The Bookshelf: ‘Sneaker Wave’ Reply

Written by Jeff Beamish, 2013, Oolichan Books; Reviewed by Corinne Smith

They’re called sneaker waves because they appear without warning, running high up onto the beach with sometimes deadly force; they are an apt metaphor for the unpredictable ways in which the lives of the characters in this novel are affected by their choices.

Sneaker Wave, set in the Pacific Northwest, is a story about friendship, loss and regret. When we first meet them, the four main characters are just 17 and about to finish high school. One night they take over an abandoned house and invite their friends over to party. A neighbour comes to break it up and leaves in an ambulance, unconscious and in critical condition. Only Brady Joseph and his three friends know the horrible truth. Their code of silence keeps them out of jail and connected long after the incident, despite the divergent paths their lives take.

The police think Luke did it; he’s a bad apple with nothing to lose. Luke thinks Brady will cave, but then Luke isn’t used to anyone standing up for him because everyone in his life has failed him. Sam seems to be along for the ride, and any old ride will do. Sarah is Brady’s girlfriend and the daughter of a prominent doctor who doesn’t trust Brady, not that it matters to Sarah. She is a tough girl and a rebel without a cause. Brady seems like a good kid who has made some bad choices, including the company he keeps.

Are they credible characters? Mostly, yes. Are they likeable? Not so much. But maybe that’s part of what makes this story work, along with its tightly drawn plot.

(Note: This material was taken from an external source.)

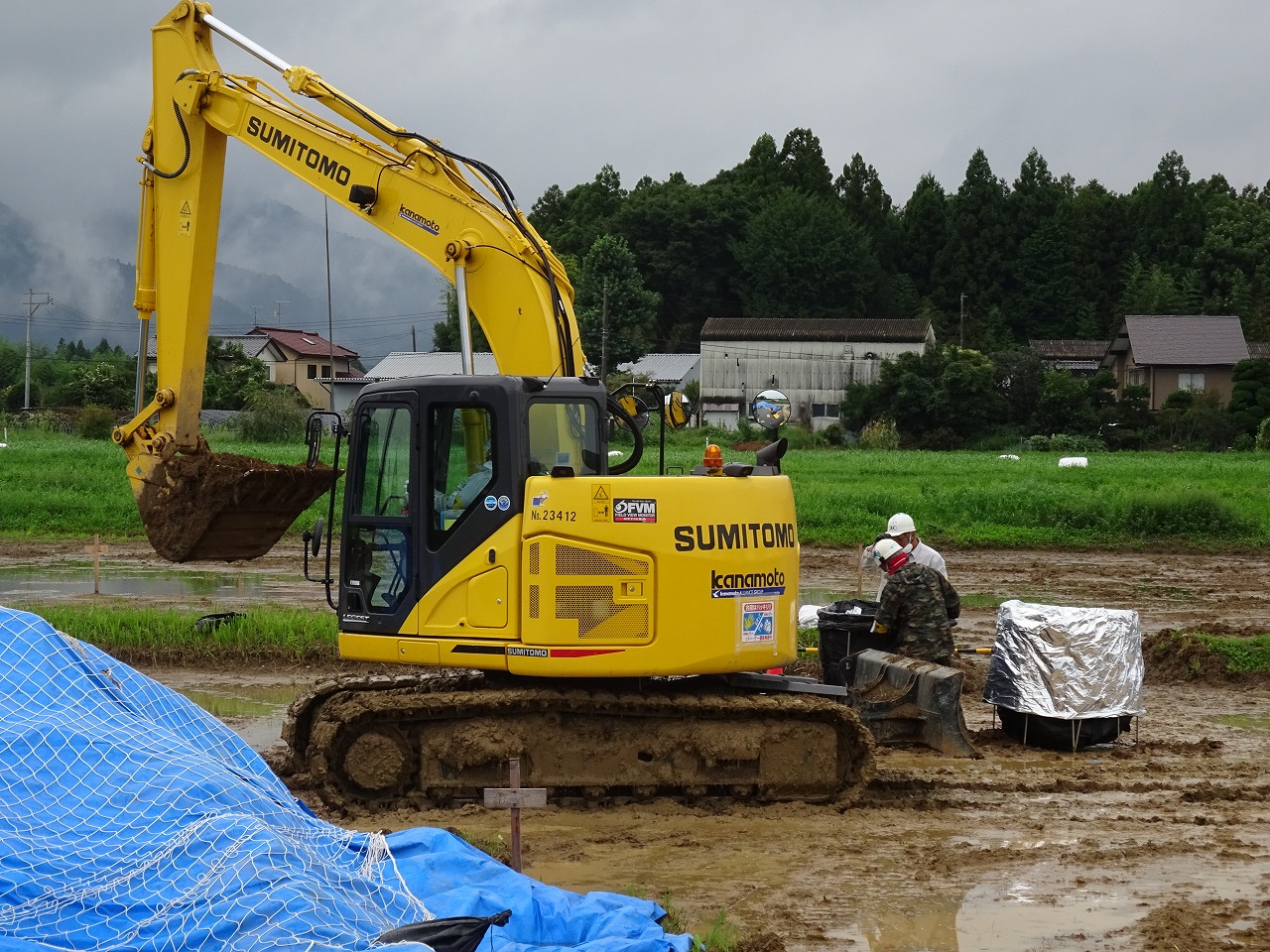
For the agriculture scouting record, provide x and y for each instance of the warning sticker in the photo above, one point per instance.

Brady, our trusty narrator, tries to straighten up and fly right, but with the eyes of an entire town watching his every move he is overwhelmed with guilt (and paranoia) and ends up doing some pretty stupid stuff. And while I wanted to feel sorry for him (he’s our protagonist after all), by the end of the novel I was mostly annoyed with him and with his wife for being such a long-suffering fool. I don’t think this was the author’s intent, so either I’ve become an irascible old woman or Beamish should have worked a little harder on developing his characters.

Events don’t occur in chronological order in the story, and while I’m generally not a fan of the flashback, Beamish manages the transitions quite well. He uses the device just enough to keep the reader a little off balance.

If I had edited this book it would have been about 100 pages shorter and minus a few overwrought similes and a couple of unnecessary characters. But then I can be pretty ruthless sometimes.

Sneaker Wave, published in October 2013, is Jeff Beamish’s first novel. He works as a newspaper editor and reporter in Vancouver and lives in Surrey, B.C.

Corinne Smith spends her days editing engineering reports and has an MFA in creative writing from Lesley University in Cambridge, MA. She is working (very slowly) on a novel and divides her time between Jamaica and B.C.